WIR FORDERN ITALIEN UND EUROPA AUF, MEHR ZU TUN: die Sensibilisierungskampagne
#openeurope
Oxfam Italia, Diaconia Valdese und Borderline Sicilia sind der Meinung, dass Europa dringend den Umgang mit den Menschen, die an seinen Grenzen ankommen, revidieren muss und sicherstellen muss, dass die fundamentalen Rechte und die Würde eines jeden Menschen gewahrt werden – unabhängig von seinem Aufenthaltsstatus.

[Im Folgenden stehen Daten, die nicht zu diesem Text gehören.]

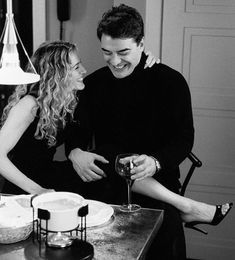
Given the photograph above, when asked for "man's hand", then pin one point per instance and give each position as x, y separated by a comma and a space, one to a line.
144, 166
84, 165
151, 60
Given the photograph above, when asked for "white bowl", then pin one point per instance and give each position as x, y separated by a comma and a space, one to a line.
63, 208
10, 235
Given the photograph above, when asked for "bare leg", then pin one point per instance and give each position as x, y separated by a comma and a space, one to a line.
190, 210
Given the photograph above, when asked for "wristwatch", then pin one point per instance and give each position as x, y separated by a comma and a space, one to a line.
157, 164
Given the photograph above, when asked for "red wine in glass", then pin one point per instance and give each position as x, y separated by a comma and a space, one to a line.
123, 165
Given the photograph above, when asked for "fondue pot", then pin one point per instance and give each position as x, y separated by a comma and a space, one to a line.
62, 209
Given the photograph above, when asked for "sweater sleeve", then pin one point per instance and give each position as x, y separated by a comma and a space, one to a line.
180, 131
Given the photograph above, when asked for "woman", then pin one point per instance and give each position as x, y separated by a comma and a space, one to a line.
34, 124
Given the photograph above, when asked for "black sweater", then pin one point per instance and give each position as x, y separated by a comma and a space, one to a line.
148, 112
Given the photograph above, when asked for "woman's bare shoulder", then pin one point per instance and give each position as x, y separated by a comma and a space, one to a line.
26, 105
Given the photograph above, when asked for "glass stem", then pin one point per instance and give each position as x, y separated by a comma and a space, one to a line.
129, 192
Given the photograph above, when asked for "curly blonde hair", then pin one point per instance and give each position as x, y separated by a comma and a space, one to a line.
52, 62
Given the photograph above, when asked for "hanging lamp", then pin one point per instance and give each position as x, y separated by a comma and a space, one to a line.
10, 70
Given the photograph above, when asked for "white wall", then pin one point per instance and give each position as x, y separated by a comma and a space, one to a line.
80, 29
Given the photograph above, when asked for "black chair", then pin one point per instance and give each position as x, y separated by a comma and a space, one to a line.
195, 163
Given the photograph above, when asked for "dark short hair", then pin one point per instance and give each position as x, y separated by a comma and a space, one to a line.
121, 22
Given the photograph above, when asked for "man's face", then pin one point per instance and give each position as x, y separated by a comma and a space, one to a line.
121, 55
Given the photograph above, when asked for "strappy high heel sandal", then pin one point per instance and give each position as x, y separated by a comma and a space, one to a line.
218, 217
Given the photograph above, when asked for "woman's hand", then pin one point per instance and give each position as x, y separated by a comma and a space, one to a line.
84, 165
151, 60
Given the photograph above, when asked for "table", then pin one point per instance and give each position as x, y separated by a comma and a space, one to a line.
127, 236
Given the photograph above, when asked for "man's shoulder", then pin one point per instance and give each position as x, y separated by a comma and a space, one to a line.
164, 69
97, 74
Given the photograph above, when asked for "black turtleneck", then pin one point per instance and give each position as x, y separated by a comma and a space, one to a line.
148, 112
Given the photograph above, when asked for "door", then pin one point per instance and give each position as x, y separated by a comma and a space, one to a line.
199, 41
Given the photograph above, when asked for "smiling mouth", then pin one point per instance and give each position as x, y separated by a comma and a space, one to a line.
119, 68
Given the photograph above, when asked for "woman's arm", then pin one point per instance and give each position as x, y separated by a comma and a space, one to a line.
19, 119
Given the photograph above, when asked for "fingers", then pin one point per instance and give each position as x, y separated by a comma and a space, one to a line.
144, 167
100, 158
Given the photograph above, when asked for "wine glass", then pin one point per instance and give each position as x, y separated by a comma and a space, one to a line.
123, 165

Deshalb wollen Oxfam, Borderline Sicilia und Diaconia Valdese auf die staatlichen Stellen auf regionaler, nationaler und internationaler Ebene Druck ausüben, um zu erreichen, dass ein bislang noch nicht vorhandenes System von rechtlichen Garantien entwickelt und ein angemessener juristischer Rahmen festgelegt werden. Dies soll den Schutz von Rechten und klar definierte Verantwortungen sicherstellen. Darüber hinaus fordern sie von der italienischen Regierung und der EU, dass den unabhängigen Organisationen ein ordnungsgemäßer Zugang zu den Anlandestellen und den Hotspots garantiert wird, damit diese den Migrant*innen Hilfe leisten und die Einhaltung der Menschenrechte überwachen, sowie besondere Schutzmaßnahmen für die besonders Schutzbedürftigen schaffen können.